3. The system of claim 2 further comprising at least one hopper capable of guiding the materials such that each contaminant falls onto or near one of the first contacts and onto or near one of the second contacts.
4. The system of claim 1 wherein each power source comprises at least one transformer.
5. The system of claim 1 wherein the sensor comprises an emission source that emits an emission detectable by at least one emission detector that signals at least one relay.
6. The system of claim 1 wherein the sensor comprises at least one current transformer.
7. The system of claim 1 wherein each sensor is electrically connected to at least one relay system that will stop each conveyor.
8. The system of claim 1 further comprising:
a shaft rotatably attached to a frame;
at least one support disk wherein each disk has an outer rim fixedly attached to the shaft wherein each section is fixedly attached or secured to the outer rim of each disk; and
at least two conductive rings, a first ring and a second ring, fixedly attached to the shaft wherein the first ring is disposed between and provides the electrical connection between at least some of the first contacts and at least one power source and wherein the second ring is disposed between and provides the electrical connection between at least some of the second contacts and ar least one sensor.
9. The system of claim 1 wherein each first contact is electrically connected to the other first contacts by at least one bus bar disposed on or secured to at least one interior surface of at least one section such that each bar is electrically connected to the first ring via at least one conductive brush.
10. The system of claim 1 further comprising:
a shaft rotatably attached to a frame;
at least two support disks, each having an outer rim fixedly attached to the shaft, wherein a plurality of sections are fixedly attached or secured to the outer rim of each disk to form a detection wheel about the shaft;
at least two conductive rings, a first ring and a second ring, fixedly attached to the shaft wherein the first ring is disposed in between and provides the electrical connection to at least some of the first contacts and at least one power source and the second ring is disposed in between and provides the electrical connection to at least some of the second contacts and at least one sensor; and
at least one bus bar connecting each first contact to the other first contacts disposed on the interior surface of each section such that each bar is electrically connected to the first ring via at least one conductive brush.
11. The system of claim 10 further comprising:
at least one conveyor capable of forwarding the materials to the exterior surface of at least one section;
at least one hopper capable of guiding the materials leaving the conveyor such that the materials are guided onto the exterior surface of at least one section; and
at least one sensor electrically connected to at least one relay system that will stop each conveyor.
12. The system of claim 11 further comprising a second conveyor disposed below the wheel such that the second conveyor may move reviewed materials from the system.
13. The system of claim 10 comprising an air manifold attached to the frame and positioned such that the manifold may force air at the contacts extending from the exterior surface of a section facing the second conveyor such that material or contaminants disposed within the contacts will be dislodged.
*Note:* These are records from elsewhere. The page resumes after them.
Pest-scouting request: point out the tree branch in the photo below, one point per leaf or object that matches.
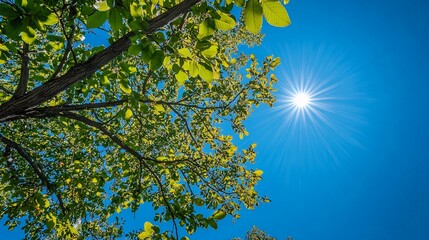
(25, 72)
(83, 70)
(24, 154)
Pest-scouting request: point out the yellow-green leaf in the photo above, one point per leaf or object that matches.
(181, 77)
(125, 88)
(275, 13)
(225, 22)
(144, 236)
(51, 19)
(193, 69)
(97, 19)
(205, 29)
(210, 52)
(159, 108)
(184, 52)
(205, 73)
(115, 19)
(105, 81)
(101, 6)
(219, 215)
(128, 114)
(148, 227)
(259, 173)
(136, 10)
(29, 36)
(253, 16)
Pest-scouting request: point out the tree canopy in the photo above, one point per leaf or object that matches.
(88, 131)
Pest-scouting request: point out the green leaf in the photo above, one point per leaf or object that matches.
(275, 13)
(156, 60)
(259, 173)
(105, 81)
(239, 3)
(219, 215)
(128, 114)
(213, 224)
(205, 29)
(144, 236)
(224, 22)
(7, 11)
(29, 35)
(193, 69)
(181, 77)
(210, 52)
(115, 19)
(125, 88)
(97, 19)
(205, 72)
(159, 108)
(101, 6)
(148, 227)
(185, 52)
(134, 49)
(253, 16)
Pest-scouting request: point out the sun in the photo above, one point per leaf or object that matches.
(301, 100)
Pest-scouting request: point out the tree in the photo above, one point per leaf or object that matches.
(257, 234)
(88, 131)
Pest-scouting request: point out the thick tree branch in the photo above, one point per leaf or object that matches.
(24, 154)
(83, 70)
(25, 72)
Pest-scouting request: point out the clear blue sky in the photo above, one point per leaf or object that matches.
(378, 186)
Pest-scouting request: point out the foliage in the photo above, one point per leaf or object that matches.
(257, 234)
(89, 131)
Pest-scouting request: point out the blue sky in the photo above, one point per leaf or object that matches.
(373, 184)
(377, 186)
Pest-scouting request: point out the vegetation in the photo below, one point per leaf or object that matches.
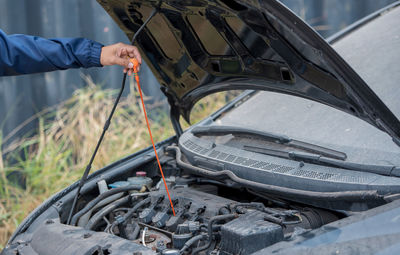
(56, 155)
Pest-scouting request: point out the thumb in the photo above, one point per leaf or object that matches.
(123, 62)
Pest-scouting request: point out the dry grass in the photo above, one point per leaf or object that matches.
(55, 157)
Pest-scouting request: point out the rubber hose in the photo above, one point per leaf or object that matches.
(104, 211)
(190, 242)
(210, 230)
(133, 210)
(102, 196)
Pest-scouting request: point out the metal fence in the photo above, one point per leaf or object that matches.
(23, 96)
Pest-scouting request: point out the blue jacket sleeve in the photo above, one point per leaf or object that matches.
(23, 54)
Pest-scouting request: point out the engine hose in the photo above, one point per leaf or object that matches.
(104, 211)
(102, 196)
(358, 195)
(191, 241)
(132, 211)
(135, 232)
(210, 230)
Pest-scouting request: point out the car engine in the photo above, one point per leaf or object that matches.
(210, 217)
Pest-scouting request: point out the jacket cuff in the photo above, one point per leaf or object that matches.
(94, 55)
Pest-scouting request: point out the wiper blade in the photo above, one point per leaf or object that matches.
(281, 139)
(389, 170)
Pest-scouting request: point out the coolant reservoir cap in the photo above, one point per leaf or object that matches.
(140, 180)
(170, 252)
(118, 184)
(141, 174)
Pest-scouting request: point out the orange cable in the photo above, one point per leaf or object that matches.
(135, 73)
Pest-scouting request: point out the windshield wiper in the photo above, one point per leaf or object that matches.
(389, 170)
(280, 139)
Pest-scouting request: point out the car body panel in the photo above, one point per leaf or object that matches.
(196, 48)
(376, 231)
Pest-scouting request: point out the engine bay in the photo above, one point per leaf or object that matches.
(211, 217)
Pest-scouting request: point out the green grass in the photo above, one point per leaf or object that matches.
(56, 155)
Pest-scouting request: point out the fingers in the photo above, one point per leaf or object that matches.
(129, 51)
(119, 54)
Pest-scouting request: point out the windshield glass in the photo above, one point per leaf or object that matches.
(374, 55)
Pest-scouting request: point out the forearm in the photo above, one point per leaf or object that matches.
(23, 54)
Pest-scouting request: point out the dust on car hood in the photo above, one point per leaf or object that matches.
(200, 47)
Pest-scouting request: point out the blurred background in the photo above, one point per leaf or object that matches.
(49, 123)
(21, 97)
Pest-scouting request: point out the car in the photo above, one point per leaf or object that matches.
(305, 161)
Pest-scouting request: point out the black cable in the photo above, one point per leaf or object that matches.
(106, 125)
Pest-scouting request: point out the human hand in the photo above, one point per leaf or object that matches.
(119, 54)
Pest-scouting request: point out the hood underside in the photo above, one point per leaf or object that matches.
(200, 47)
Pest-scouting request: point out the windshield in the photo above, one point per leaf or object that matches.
(374, 55)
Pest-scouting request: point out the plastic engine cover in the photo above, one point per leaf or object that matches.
(249, 233)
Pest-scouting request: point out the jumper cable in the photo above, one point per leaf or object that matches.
(105, 128)
(136, 75)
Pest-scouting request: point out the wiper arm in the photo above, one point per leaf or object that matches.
(281, 139)
(388, 170)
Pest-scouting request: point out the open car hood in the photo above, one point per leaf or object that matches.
(200, 47)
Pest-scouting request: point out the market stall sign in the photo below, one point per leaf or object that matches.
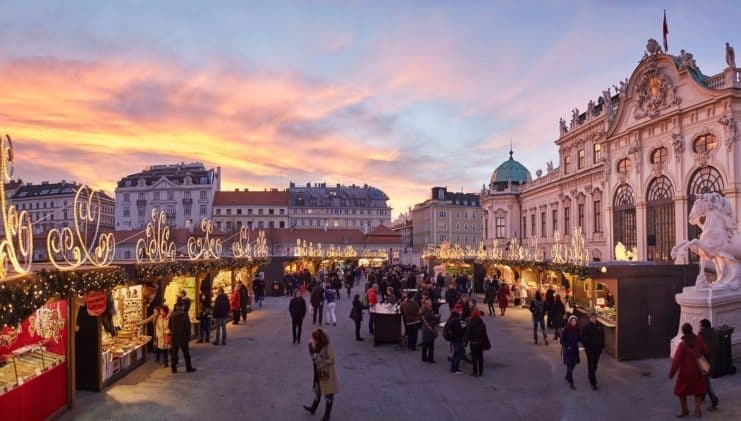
(96, 303)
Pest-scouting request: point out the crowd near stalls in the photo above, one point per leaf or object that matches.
(83, 319)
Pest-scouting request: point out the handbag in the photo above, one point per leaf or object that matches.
(486, 344)
(703, 365)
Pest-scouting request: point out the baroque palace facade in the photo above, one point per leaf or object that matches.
(630, 165)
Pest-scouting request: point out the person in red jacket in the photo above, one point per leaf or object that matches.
(690, 380)
(372, 301)
(234, 305)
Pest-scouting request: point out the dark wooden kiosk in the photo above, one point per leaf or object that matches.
(635, 303)
(386, 325)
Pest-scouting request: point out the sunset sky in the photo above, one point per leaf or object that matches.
(399, 97)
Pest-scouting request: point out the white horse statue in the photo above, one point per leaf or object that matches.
(720, 241)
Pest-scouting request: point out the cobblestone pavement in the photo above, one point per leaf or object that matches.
(260, 375)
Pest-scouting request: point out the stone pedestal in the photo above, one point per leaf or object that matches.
(721, 305)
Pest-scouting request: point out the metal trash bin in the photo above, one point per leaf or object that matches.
(720, 356)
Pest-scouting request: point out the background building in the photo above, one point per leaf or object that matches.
(630, 165)
(184, 191)
(318, 206)
(446, 216)
(253, 209)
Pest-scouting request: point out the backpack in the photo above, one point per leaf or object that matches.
(537, 307)
(448, 331)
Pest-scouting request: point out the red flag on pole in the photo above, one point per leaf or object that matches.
(665, 31)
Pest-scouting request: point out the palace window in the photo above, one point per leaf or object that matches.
(500, 232)
(624, 166)
(704, 144)
(542, 225)
(597, 216)
(659, 155)
(596, 152)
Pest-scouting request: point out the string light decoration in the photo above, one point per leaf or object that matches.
(17, 225)
(204, 247)
(157, 247)
(69, 249)
(241, 247)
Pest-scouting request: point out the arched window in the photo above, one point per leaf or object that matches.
(624, 166)
(704, 180)
(659, 155)
(660, 219)
(624, 216)
(705, 143)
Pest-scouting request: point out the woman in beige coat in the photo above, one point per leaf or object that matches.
(325, 375)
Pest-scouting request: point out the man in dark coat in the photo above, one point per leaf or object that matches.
(221, 310)
(243, 297)
(317, 303)
(258, 286)
(179, 330)
(297, 310)
(593, 339)
(706, 332)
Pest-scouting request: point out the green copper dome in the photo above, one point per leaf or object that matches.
(511, 171)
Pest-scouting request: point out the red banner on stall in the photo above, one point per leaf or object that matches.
(96, 303)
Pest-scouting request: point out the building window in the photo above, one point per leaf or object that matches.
(624, 166)
(542, 225)
(554, 221)
(704, 144)
(597, 216)
(500, 232)
(532, 224)
(596, 152)
(524, 226)
(659, 155)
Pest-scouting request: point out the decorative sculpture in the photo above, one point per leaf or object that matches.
(730, 56)
(719, 242)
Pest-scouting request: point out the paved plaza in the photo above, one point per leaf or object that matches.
(260, 375)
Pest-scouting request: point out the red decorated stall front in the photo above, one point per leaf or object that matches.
(33, 365)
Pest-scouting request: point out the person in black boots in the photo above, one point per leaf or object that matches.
(430, 321)
(357, 315)
(243, 299)
(593, 339)
(178, 327)
(325, 375)
(297, 309)
(317, 303)
(476, 337)
(706, 332)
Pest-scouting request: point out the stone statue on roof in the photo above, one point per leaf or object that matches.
(730, 56)
(562, 126)
(686, 60)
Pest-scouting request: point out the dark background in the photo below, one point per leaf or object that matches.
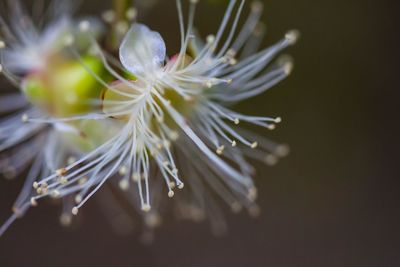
(333, 202)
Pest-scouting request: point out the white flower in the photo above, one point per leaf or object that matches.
(178, 111)
(170, 122)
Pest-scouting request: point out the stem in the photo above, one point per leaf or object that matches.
(120, 8)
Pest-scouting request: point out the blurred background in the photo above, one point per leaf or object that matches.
(333, 202)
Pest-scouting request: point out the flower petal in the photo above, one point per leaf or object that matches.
(142, 50)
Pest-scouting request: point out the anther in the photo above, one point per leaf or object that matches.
(271, 160)
(131, 14)
(282, 150)
(123, 170)
(33, 202)
(55, 194)
(63, 180)
(252, 194)
(65, 219)
(35, 185)
(210, 39)
(69, 40)
(124, 184)
(146, 207)
(256, 6)
(84, 26)
(136, 177)
(78, 199)
(220, 150)
(254, 211)
(172, 184)
(71, 160)
(108, 16)
(292, 36)
(25, 118)
(236, 207)
(61, 172)
(75, 211)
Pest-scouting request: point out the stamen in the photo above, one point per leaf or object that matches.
(75, 211)
(131, 13)
(292, 36)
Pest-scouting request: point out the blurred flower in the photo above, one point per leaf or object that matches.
(33, 57)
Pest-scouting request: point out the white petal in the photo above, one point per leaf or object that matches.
(142, 50)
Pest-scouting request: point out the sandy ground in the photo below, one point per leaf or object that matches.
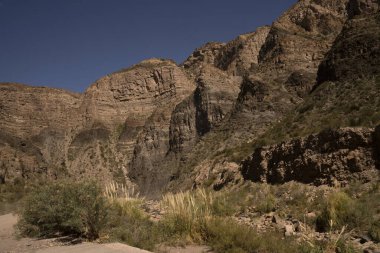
(9, 243)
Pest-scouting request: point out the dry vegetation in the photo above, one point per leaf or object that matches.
(117, 213)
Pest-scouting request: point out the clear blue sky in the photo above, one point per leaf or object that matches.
(71, 43)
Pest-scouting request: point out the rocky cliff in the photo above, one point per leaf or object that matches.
(330, 157)
(164, 126)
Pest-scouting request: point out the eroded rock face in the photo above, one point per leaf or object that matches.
(211, 102)
(326, 158)
(91, 135)
(360, 7)
(238, 55)
(356, 52)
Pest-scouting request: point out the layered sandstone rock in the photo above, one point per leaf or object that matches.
(238, 55)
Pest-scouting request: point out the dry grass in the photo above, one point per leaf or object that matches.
(116, 191)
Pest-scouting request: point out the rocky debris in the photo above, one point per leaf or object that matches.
(155, 119)
(216, 175)
(329, 157)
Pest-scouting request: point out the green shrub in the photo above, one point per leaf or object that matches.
(64, 208)
(127, 223)
(374, 231)
(226, 235)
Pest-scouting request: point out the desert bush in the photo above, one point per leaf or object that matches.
(127, 223)
(374, 231)
(226, 235)
(64, 208)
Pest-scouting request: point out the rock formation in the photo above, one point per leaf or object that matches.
(164, 126)
(328, 157)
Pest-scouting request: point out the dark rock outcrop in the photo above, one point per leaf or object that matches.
(355, 53)
(326, 158)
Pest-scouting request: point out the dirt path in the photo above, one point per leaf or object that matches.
(10, 244)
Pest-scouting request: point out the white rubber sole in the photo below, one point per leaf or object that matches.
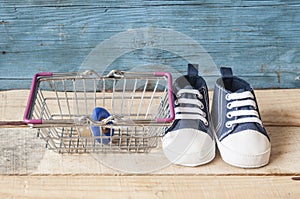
(237, 159)
(188, 147)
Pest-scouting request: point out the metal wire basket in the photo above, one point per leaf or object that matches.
(140, 107)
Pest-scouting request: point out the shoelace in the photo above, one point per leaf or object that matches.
(242, 99)
(186, 112)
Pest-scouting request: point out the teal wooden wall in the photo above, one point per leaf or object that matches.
(259, 39)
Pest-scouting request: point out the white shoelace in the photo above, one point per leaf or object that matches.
(242, 100)
(185, 112)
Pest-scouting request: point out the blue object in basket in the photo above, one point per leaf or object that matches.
(105, 133)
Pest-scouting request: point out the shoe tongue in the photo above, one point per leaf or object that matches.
(244, 107)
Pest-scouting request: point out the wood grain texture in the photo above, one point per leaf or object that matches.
(24, 153)
(259, 39)
(148, 187)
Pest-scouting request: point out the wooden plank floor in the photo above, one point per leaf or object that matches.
(28, 170)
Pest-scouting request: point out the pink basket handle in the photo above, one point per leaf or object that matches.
(170, 96)
(30, 99)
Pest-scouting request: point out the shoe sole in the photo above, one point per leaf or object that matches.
(181, 153)
(244, 161)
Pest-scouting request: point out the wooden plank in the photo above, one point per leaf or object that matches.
(24, 153)
(148, 187)
(257, 38)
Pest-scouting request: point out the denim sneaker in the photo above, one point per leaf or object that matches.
(189, 141)
(241, 138)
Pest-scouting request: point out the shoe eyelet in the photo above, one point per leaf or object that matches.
(228, 115)
(199, 96)
(228, 125)
(227, 97)
(229, 106)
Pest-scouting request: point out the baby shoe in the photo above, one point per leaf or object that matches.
(241, 138)
(189, 141)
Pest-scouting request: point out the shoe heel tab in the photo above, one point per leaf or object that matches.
(226, 72)
(193, 69)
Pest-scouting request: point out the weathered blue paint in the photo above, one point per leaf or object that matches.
(258, 39)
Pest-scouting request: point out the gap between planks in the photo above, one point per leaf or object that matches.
(148, 187)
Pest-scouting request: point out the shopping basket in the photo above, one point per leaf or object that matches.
(140, 106)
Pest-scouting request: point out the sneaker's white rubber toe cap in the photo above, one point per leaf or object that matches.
(246, 149)
(188, 147)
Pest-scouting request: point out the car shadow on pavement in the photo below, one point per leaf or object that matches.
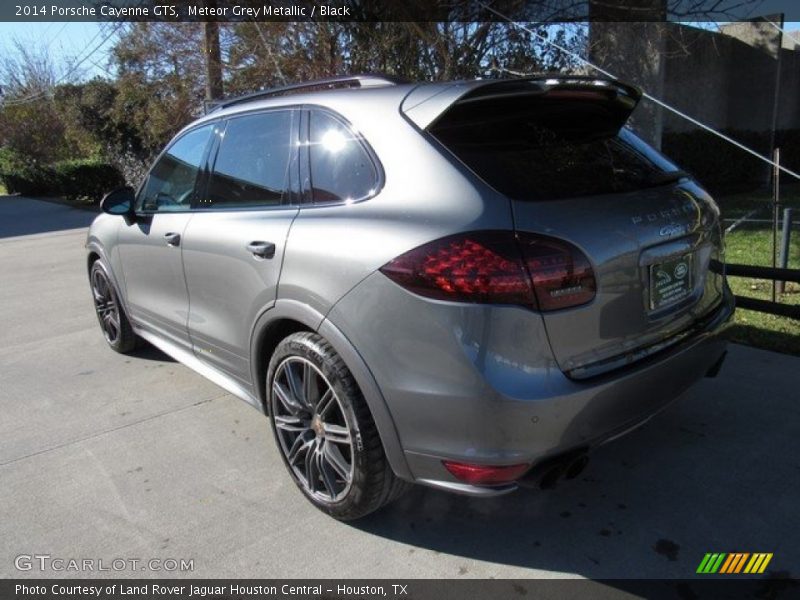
(26, 216)
(709, 474)
(146, 351)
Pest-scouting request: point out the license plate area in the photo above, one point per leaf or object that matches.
(671, 281)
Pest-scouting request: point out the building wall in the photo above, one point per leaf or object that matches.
(728, 79)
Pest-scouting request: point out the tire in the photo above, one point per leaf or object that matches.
(111, 315)
(325, 432)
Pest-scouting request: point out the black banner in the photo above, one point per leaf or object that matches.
(714, 587)
(399, 10)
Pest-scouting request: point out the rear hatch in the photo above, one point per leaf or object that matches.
(558, 149)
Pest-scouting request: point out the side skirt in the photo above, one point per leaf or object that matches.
(189, 359)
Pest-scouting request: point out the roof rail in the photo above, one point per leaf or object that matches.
(329, 83)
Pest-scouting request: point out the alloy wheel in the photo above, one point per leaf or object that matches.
(312, 429)
(106, 306)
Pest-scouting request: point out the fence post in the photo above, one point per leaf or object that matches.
(776, 173)
(785, 237)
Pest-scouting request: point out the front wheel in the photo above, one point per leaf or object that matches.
(113, 321)
(324, 430)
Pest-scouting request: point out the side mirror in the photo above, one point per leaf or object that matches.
(119, 201)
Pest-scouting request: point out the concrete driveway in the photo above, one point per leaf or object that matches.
(104, 456)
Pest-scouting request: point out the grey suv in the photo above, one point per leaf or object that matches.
(467, 285)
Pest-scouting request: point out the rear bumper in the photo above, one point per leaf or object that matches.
(478, 384)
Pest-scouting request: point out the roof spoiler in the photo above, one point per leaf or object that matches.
(427, 105)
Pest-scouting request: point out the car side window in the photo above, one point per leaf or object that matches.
(341, 168)
(170, 183)
(252, 164)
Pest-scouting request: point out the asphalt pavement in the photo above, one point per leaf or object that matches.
(104, 457)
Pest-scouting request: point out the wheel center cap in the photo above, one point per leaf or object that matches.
(316, 425)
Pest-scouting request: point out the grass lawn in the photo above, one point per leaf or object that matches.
(752, 245)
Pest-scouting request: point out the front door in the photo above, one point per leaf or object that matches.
(151, 245)
(233, 246)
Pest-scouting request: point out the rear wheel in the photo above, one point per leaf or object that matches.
(113, 322)
(324, 430)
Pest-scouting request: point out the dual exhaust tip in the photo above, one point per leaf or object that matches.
(547, 474)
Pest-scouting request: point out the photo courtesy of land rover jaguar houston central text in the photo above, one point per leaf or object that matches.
(468, 285)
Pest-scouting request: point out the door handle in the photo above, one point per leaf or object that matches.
(261, 249)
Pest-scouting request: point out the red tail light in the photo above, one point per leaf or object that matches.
(495, 267)
(561, 274)
(485, 475)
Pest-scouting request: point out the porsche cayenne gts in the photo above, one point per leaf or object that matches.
(467, 285)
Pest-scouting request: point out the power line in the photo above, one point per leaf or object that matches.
(644, 94)
(783, 31)
(75, 66)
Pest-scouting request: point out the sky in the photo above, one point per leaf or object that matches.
(72, 42)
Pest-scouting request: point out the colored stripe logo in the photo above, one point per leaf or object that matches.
(734, 562)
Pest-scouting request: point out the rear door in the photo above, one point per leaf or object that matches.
(559, 152)
(234, 245)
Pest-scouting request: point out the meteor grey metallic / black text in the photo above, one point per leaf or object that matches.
(468, 285)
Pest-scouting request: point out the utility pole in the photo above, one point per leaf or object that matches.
(213, 58)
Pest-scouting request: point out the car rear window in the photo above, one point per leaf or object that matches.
(548, 154)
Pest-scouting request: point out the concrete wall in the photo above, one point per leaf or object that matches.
(728, 79)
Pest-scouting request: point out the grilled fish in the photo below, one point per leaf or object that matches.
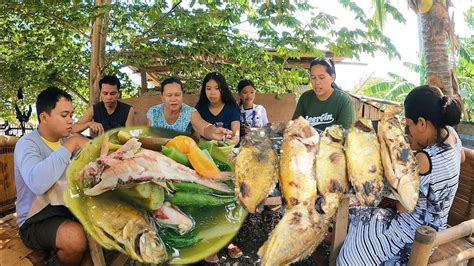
(129, 229)
(295, 237)
(256, 171)
(297, 163)
(128, 166)
(331, 174)
(399, 162)
(364, 163)
(301, 228)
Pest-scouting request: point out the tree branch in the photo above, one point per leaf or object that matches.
(60, 20)
(74, 91)
(142, 37)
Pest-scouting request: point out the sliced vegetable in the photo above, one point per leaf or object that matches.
(175, 240)
(198, 200)
(114, 146)
(148, 196)
(123, 136)
(175, 155)
(191, 188)
(203, 165)
(222, 166)
(181, 143)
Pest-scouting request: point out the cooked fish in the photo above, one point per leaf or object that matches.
(256, 171)
(171, 216)
(295, 237)
(297, 163)
(301, 228)
(364, 163)
(399, 162)
(129, 229)
(331, 173)
(128, 166)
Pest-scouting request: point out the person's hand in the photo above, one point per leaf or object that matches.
(96, 128)
(221, 133)
(75, 142)
(247, 129)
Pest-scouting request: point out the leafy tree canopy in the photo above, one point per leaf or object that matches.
(49, 44)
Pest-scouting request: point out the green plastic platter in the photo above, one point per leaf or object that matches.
(216, 226)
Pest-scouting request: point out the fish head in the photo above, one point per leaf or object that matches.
(151, 248)
(335, 133)
(142, 242)
(364, 124)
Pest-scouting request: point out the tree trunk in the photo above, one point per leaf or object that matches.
(436, 26)
(98, 43)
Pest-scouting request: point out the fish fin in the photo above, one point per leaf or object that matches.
(104, 149)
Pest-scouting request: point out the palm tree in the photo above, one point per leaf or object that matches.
(437, 28)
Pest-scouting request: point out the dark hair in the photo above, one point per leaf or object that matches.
(111, 80)
(242, 84)
(170, 80)
(47, 99)
(328, 63)
(428, 102)
(226, 95)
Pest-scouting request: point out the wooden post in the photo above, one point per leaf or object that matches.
(340, 229)
(421, 250)
(144, 87)
(120, 260)
(463, 229)
(96, 252)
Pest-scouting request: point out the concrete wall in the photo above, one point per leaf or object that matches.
(278, 108)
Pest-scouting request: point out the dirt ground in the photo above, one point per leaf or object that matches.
(254, 232)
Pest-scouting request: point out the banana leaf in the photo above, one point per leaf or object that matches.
(219, 151)
(215, 226)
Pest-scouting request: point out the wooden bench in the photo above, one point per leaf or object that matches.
(14, 252)
(453, 245)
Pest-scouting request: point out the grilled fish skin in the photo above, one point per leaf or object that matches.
(256, 171)
(399, 162)
(129, 227)
(295, 237)
(297, 163)
(128, 166)
(331, 173)
(364, 162)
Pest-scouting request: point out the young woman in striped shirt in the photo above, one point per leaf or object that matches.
(380, 236)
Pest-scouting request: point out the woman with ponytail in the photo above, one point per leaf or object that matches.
(380, 236)
(325, 104)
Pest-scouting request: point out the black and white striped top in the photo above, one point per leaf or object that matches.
(380, 236)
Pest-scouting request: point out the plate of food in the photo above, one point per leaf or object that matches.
(153, 206)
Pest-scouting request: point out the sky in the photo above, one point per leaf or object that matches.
(403, 36)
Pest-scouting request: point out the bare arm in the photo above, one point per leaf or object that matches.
(86, 122)
(207, 130)
(130, 117)
(423, 167)
(235, 126)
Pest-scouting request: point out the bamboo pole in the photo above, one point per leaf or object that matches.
(96, 252)
(463, 229)
(462, 256)
(421, 250)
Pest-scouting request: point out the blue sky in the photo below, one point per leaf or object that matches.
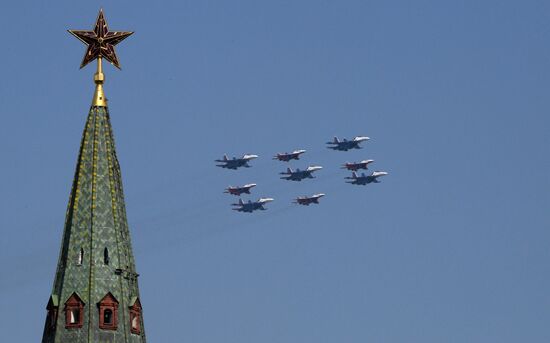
(452, 246)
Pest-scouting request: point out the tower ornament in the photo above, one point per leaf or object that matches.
(101, 44)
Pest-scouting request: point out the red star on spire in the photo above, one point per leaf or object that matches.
(101, 42)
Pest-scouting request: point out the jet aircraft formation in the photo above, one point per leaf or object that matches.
(299, 175)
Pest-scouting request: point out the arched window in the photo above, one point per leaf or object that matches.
(52, 312)
(74, 312)
(80, 257)
(108, 308)
(106, 256)
(135, 316)
(108, 316)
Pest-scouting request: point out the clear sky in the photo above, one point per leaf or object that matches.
(452, 246)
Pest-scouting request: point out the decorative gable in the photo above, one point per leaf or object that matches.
(108, 312)
(135, 316)
(74, 312)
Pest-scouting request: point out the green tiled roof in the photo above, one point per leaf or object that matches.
(96, 252)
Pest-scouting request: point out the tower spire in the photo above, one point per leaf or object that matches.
(95, 295)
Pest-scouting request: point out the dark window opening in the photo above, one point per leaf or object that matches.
(80, 258)
(108, 317)
(135, 317)
(106, 256)
(74, 307)
(74, 316)
(108, 308)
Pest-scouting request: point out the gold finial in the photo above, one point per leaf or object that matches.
(101, 44)
(99, 78)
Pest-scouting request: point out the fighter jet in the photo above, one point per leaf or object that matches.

14. The system of claim 10 further comprising a wiper disposed about the second conveyer capable of sweeping the materials and contaminants from the second conveyor.
15. The system of claim 10 wherein the system comprises six sections.
16. A system for detecting conductive contaminants in unconsolidated materials comprising:
at least one nonconductive section, having an exterior surface and an interior surface, wherein a plurality of contacts, identified as first or second contacts, are secured or disposed through the section such that at least 1.5 inches (3.8 cm) of each contact extends above the exterior surface;
an uncompleted electrical circuit comprising:
at least one power source electrically connected to the first contacts;
at least one voltage sensor electrically connected to each power source and to the second contacts;
at least one conveyor capable of forwarding the materials to the exterior surface;
at least one hopper capable of guiding the materials leaving the conveyor such that the materials are guided onto the exterior surface;
at least one relay system electrically connected to each sensor that will stop each conveyor;
a shaft rotatably attached to a frame;
at least two support disks, each having an outer rim fixedly attached to the shaft, wherein a plurality of setions are fixedly attached or secured to the outer rim of each disk to form a detection wheel about the shaft; and
at least two conductive rings, a first ring and a second ring, fixedly attached to the shaft wherein the first ring is disposed in between and provides the electrical connection between at least some of the first contacts and at least one power source and the second ring is disposed in between and provides the electrical connection between at least some of the second contacts and at least one sensor;
wherein a conductive contaminant in unconsolidated materials will complete the electrical circuit and activate at least one voltage sensor.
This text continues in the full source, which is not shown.